Hi, I really like todoist but there's one thing that bugs me. I have a project called "Next Actions", and in GTD style this contains sub projects called "@home", "@calls", etc. which are indented. Each of these sub projects has its own tasks/subtasks.

When the disclosure arrow next to the "Next Actions" project is pointing to the right and only this project is showing, the number next to it indicates the number of TASKS contained in all of the subprojects. I think it would be much better if this number showed the number of sub projects, not the number of tasks. Is there any way to achieve this?

Also, when I click on "Next Actions" and all sub projects are displayed on the right hand side, why is the main parent project (Next Actions in this case) shown as the same size and font as the sub projects? Shouldn't this be larger to indicate that it's a header which contains all the sub projects? Also, why does this header have the option to "add task" in this view? Is there any way to turn this off?

Thanks for your help.

All responses

David Trey staff
Replied on Jan 05, 2014 - 15:09

Hello Anthony,

Unfortunately, that's not possible.

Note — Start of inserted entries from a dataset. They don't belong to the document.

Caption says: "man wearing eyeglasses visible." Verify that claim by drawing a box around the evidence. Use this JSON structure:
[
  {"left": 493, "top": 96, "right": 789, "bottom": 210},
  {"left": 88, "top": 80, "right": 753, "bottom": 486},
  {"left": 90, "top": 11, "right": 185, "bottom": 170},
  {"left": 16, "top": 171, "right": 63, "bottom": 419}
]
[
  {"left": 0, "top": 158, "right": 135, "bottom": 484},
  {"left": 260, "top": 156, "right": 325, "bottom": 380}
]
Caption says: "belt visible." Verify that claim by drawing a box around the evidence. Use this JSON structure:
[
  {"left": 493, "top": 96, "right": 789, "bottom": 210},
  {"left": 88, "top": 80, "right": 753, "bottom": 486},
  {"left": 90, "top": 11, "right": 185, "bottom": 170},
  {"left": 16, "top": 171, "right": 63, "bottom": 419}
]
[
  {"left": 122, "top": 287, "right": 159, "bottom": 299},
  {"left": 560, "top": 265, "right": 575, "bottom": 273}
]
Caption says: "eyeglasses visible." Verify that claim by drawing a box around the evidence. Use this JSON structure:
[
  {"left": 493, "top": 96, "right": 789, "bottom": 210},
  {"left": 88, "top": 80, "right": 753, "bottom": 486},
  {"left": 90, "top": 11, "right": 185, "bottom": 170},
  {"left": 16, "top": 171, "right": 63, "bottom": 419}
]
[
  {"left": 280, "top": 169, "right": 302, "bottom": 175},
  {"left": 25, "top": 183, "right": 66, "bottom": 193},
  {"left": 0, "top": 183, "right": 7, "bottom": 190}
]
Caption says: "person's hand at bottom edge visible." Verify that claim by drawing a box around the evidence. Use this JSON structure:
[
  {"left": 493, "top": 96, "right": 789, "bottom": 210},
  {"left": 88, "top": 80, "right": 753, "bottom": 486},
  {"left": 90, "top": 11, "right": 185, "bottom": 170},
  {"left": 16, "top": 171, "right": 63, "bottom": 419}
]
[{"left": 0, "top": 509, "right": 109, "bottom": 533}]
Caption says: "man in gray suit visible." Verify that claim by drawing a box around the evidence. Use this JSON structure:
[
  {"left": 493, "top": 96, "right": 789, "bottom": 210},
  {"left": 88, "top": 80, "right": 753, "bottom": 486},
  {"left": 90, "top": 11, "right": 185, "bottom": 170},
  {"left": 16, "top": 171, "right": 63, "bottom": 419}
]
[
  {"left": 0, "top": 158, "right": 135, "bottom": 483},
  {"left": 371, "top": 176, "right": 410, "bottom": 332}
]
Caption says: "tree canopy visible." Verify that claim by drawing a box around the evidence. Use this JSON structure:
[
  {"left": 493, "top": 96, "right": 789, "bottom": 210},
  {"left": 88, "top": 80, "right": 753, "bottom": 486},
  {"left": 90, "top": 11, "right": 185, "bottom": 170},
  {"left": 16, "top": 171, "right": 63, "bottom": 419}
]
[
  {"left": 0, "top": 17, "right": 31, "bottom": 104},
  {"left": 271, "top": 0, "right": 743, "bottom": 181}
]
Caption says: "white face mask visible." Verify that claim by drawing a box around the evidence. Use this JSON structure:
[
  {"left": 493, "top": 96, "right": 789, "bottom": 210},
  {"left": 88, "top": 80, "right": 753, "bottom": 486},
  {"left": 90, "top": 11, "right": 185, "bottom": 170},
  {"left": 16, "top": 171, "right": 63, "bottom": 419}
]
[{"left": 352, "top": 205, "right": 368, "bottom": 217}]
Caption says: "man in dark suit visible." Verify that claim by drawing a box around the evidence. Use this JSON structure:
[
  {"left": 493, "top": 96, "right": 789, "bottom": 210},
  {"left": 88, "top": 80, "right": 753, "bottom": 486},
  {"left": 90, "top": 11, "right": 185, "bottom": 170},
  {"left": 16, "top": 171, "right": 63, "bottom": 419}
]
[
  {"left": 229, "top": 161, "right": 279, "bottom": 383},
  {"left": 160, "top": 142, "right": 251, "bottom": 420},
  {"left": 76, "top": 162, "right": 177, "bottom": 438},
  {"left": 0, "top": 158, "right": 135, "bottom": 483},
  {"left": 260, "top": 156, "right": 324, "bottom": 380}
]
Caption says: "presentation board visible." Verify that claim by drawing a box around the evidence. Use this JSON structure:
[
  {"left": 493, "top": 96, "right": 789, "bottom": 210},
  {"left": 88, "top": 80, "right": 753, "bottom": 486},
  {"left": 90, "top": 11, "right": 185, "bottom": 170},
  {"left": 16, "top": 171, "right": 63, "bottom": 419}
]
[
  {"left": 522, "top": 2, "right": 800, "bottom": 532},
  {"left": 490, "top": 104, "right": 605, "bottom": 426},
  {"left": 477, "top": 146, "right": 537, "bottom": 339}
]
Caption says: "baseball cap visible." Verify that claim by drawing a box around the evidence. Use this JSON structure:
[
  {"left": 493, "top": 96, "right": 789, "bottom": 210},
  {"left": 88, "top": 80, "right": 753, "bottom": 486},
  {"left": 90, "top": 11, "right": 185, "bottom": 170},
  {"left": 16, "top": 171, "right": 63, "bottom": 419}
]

These counters always show the number of tasks within a project and if you collapse a project structure, the numbers get added to show you how many tasks you have in this structure.

Regarding your second question - when you click on the name of the parent project, then you will see all of the projects in this structure listed with tasks below them. On the right, the project structure itself is not shown, only a list of tasks below the projects' names. It's not possible to show the structure without the name of one or multiple projects.


Best regards,
David

AB
Anthony Bee premium
Replied on Jan 05, 2014 - 16:57

Hi David, thank you for your reply.

I think my problem stems from the fact that my "Next Actions" parent project, is actually not a project at all. At least, not in the way I'd like to use it. my "Next Actions" list is just a place-holder, which itself holds other place-holders (sub-projects in todoist speak) like @home, etc., which finally hold tasks. I'd never need or want to add a task to a place-holder, since it's only the deepest sub-projects which contain the tasks.

It's possibly just a conceptual difference, in the sense that todoist seems to assume by default that every list is a project. In the GTD literature "Next Action" lists are simply stand-alone lists containing single tasks.

This makes using todoist for GTD a little confusing, since, for example, in my list of projects on the lhs, I have a project called "Projects" :)

David Trey staff
Replied on Jan 06, 2014 - 06:40

Anthony,

In that case, you can use labels for next actions and projects for something else (context?). To do so, click on a task and type @next within its name - this will create a label and if you click on this label or type @next within the search bar, you'll see a label-based list.

This way you could use projects for different purposes and labels for others. Try it out and see if it works out for you :)


Best regards,
David

AB
Anthony Bee premium
Replied on Jan 06, 2014 - 10:25

David,

Thanks for the suggestion, I'll try that and see how it works out. The problem I foresee is that these labelled tasks are then left in the "inbox". In the GTD philosophy the inbox is simply a repository for unprocessed 'stuff', and should be cleared as often as possible. It doesn't contain next actions, which are single tasks arising from the process of thinking about and refining the ideas/thoughts/etc. in the inbox.

I suppose could create another project called 'labelled', in which to move these next actions. But I find this unsatisfactory, since 'labelled' or 'processed' is just a 'folder' or place holder, it's not a project.

It's not a huge deal or anything, and I don't think it will prevent me from renewing my premium subscription. But defining every item as either an "inbox" item, or as a project, seems to be somewhat at odds with the GTD philosophy (at least that espoused by David Allen).

Having said that, of course I'm aware that not everyone using todoist will want to apply this approach.